Figure 4.

Expression and aggregation of mutant HD exon 1 in yeast. (A) Expression of myc-tagged HD20Q, HD39Q, and HD53Q was analyzed over 24 h by SDS/PAGE and immunoblotting of cell lysates with anti-myc antibodies. (B) PolyQ length-dependent formation of SDS-insoluble HD aggregates. Equal protein amounts of cell lysates were analyzed in filter-trap assays after incubation in SDS/DTT at 95°C. T, total cell lysate; S and P, supernatant and pellet fractions after centrifugation of total cell lysate (20,000 × g, 10 min), respectively. (C) Kinetics of HD expression and aggregation.
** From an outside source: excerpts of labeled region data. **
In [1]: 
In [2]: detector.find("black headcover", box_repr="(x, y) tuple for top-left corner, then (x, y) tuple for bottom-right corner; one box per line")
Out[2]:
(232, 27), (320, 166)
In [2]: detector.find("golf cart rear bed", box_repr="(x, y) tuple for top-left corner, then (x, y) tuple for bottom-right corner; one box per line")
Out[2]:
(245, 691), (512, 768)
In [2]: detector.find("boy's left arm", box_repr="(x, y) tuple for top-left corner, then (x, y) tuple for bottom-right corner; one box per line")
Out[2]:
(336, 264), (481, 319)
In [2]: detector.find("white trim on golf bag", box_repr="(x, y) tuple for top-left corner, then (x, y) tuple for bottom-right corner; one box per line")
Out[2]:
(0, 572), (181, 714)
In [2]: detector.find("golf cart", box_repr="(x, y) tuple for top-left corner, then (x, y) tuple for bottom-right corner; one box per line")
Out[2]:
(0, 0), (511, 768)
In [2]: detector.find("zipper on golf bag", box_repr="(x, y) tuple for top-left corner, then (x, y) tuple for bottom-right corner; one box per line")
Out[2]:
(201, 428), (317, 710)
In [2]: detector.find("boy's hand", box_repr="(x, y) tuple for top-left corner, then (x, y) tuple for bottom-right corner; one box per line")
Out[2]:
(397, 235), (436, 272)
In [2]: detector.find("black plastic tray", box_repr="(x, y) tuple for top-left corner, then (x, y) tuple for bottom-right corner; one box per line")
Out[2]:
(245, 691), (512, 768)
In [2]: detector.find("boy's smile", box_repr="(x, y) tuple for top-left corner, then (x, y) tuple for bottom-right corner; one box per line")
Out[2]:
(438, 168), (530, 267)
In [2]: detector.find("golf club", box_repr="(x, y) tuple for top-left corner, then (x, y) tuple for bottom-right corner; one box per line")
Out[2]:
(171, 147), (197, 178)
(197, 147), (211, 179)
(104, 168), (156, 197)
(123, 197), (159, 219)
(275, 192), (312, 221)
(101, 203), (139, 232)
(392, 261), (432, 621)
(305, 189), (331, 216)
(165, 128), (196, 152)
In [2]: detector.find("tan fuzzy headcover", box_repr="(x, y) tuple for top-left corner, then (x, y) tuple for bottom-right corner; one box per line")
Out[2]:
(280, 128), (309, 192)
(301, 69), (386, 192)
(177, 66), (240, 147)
Expression of SDS-soluble HD53Q and formation of SDS-insoluble HD53Q aggregates were monitored by SDS/PAGE and filter-trap assay of total cell lysates as in A. Data are plotted in arbitrary densitometer units for equal amounts of cell protein analyzed. Densitometric units for SDS-soluble and -insoluble HD53Q are only approximately comparable. (D) Association of Hsp70 and Hsp40 with HD exon 1 in yeast. Immunoprecipitation of myc-tagged HD20Q, HD39Q, and HD53Q with anti-myc antibody from total cell lysates after 24 h of expression followed by immunoblotting of precipitates with anti-Ssa (yeast Hsp70), anti-Ssb (yeast Hsp70), and anti-Ydj1 (yeast Hsp40) antibodies. Immunoprecipitations were performed in the absence of ATP. T, total lysate; IP, immunoprecipitate. Protein amounts loaded in T correspond to approximately 10% of those loaded in IP. Anti-myc immunoprecipitation was ≈50% effective.